Simmons went away to clear the path for former Bradley assistant Lennox Forrester, but the only college I ended up applying to was the local one with the Cougar mascot. While I was researching schools I would never go to -- like SIUE's sister school Southern Illinois Carbondale, which is highly despised in this corner of the state -- SIUE was exploring the possibility of reclassifying it's athletic programs to D-I. In March of 2007, the school formally announced it would do so.
In June of 2008, the Cougars joined the Ohio Valley Conference as the only non-American-Style Football school among its ranks, replacing Samford after their departure for the Southern Conference. This made me feel a little better about a future at SIUE. The value of my future diploma went up as high as LeShaun Murphy on a dunk!
My freshman year in college marked our last year in D-II obscurity. In 2008-2009, the Cougars officially took off. They're still rising, attempting the transitional NCAA hurdles, hoping against hope to have the necessary pieces in place by 2012-2013, when the hallowed land of March Madness will finally be within reach.
Over this past summer, I was promoted to sports editor at SIUE's student newspaper, the Alestle, where I have worked since my first day of college. I made an executive decision to place extra emphasis on basketball (as opposed to some of our other collegiate sports) because this is Our Game. I make sure that I'm accompanied by a reporter and a photographer at each home game. I occasionally travel when economically possible, just to make sure I'm there for every step of this great basketball journey.
The majority of our student body remains apathetic when it comes to SIUE basketball. But the student section is emerging, the orange-clad Red Line supporters on campus are dwindling, and Cougar red is making its way out onto the quad and into the limelight. So I feel an editorial responsibility to help make and keep Cougar basketball relevant.
I love walking out onto the Vadalabene Center floor before a game now. I'm able to talk basketball with our sports information staff, our radio personalities and everyone involved in Cougar basketball. I can look up at those 10 banners acknowledging the teams in the Ohio Valley Conference -- as well as its torch logo on the court -- and the pride really hits me. To know first hand where SIUE has come from, its 14-year climb, makes every aspect of this transition more rewarding.

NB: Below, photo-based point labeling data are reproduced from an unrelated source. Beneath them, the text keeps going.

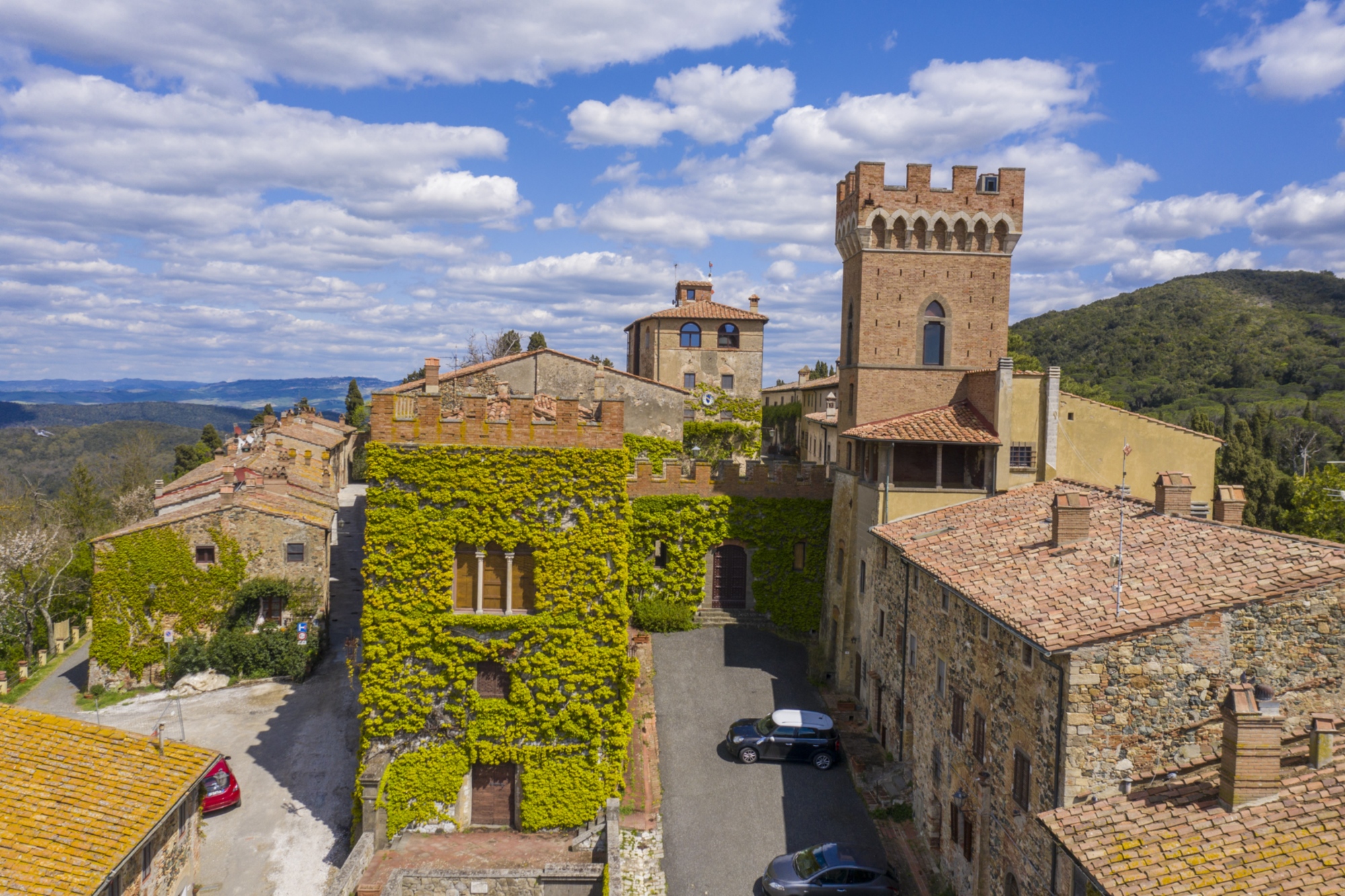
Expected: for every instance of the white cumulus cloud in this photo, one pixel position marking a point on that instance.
(707, 103)
(1299, 58)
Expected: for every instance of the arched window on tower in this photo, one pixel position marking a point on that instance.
(934, 335)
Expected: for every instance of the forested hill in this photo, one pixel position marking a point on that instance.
(1241, 337)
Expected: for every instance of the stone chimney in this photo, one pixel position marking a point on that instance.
(1172, 494)
(1250, 764)
(1230, 503)
(1070, 514)
(432, 376)
(1321, 740)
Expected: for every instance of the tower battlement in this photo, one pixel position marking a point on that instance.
(980, 214)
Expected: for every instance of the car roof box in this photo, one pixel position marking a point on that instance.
(801, 719)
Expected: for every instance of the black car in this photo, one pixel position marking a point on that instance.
(831, 868)
(794, 735)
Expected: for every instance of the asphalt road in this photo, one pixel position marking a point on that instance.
(724, 821)
(294, 751)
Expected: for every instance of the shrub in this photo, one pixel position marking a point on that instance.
(660, 615)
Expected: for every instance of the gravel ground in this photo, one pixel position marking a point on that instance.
(724, 821)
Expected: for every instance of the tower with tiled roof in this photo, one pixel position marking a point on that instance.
(700, 341)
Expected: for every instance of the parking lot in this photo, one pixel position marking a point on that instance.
(724, 821)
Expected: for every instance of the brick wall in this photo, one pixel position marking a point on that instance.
(428, 425)
(762, 481)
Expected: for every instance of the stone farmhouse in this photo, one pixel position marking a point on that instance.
(59, 778)
(700, 342)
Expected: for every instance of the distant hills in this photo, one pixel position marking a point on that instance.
(1241, 337)
(325, 393)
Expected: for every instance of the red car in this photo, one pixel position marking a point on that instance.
(223, 787)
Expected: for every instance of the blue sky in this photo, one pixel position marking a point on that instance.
(262, 189)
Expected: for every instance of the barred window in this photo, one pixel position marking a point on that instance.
(1023, 455)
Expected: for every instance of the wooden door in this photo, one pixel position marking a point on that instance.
(493, 794)
(731, 577)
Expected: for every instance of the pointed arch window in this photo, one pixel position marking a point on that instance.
(934, 335)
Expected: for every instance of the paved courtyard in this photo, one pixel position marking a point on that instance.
(724, 821)
(293, 747)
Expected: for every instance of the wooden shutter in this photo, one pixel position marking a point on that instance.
(465, 581)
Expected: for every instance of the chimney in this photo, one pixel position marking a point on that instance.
(1250, 764)
(1229, 505)
(1172, 494)
(1321, 740)
(1070, 518)
(432, 376)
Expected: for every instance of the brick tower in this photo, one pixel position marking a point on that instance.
(926, 288)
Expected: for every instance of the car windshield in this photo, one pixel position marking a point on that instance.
(810, 861)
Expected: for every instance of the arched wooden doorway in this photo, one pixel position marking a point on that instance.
(731, 577)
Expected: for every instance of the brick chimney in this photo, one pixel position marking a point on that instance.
(432, 376)
(1070, 514)
(1250, 764)
(1321, 740)
(1172, 494)
(1230, 503)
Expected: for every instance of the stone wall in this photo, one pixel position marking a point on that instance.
(1152, 700)
(985, 665)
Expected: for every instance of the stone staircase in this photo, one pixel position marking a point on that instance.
(716, 618)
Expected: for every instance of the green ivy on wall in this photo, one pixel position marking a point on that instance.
(689, 526)
(128, 618)
(566, 721)
(657, 450)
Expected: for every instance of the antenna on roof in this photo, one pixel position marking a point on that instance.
(1121, 541)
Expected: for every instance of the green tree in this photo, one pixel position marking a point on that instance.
(1315, 512)
(83, 505)
(354, 399)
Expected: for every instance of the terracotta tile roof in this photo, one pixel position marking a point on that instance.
(1176, 838)
(997, 553)
(77, 798)
(704, 310)
(957, 423)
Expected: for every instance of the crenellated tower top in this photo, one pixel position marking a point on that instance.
(978, 214)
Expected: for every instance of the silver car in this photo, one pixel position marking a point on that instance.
(831, 868)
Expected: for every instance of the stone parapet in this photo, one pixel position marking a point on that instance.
(419, 419)
(709, 481)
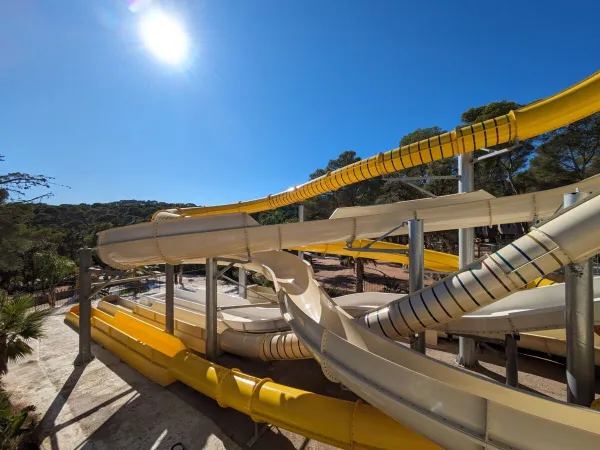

The Cougars are 3-21 on the season, and have been pushed around a lot while trying to manage this independent, pre-OVC schedule. There are lots of 25 percent shooting nights, days when we're doubled up on the boards, and Osiris Eldrige or Kenneth Farried have done plenty of standing in our way. It's been frustrating, but the guarantee game money has been pouring in -- supplemented by a cameo or two on ESPNU. We are not there yet, but the foundation is in place at SIUE. We want to become a special place in the mid-majority.
When SIUE wraps up this season Feb. 25 against Hannibal LaGrange, an NAIA school, SIU Edwardsville will be halfway there. Two of the school's four transitional years will have been completed. Though the D-I hardwood has been unforgiving at times, the Cougars continue living on that prayer, and we'll continue rising for two more seasons.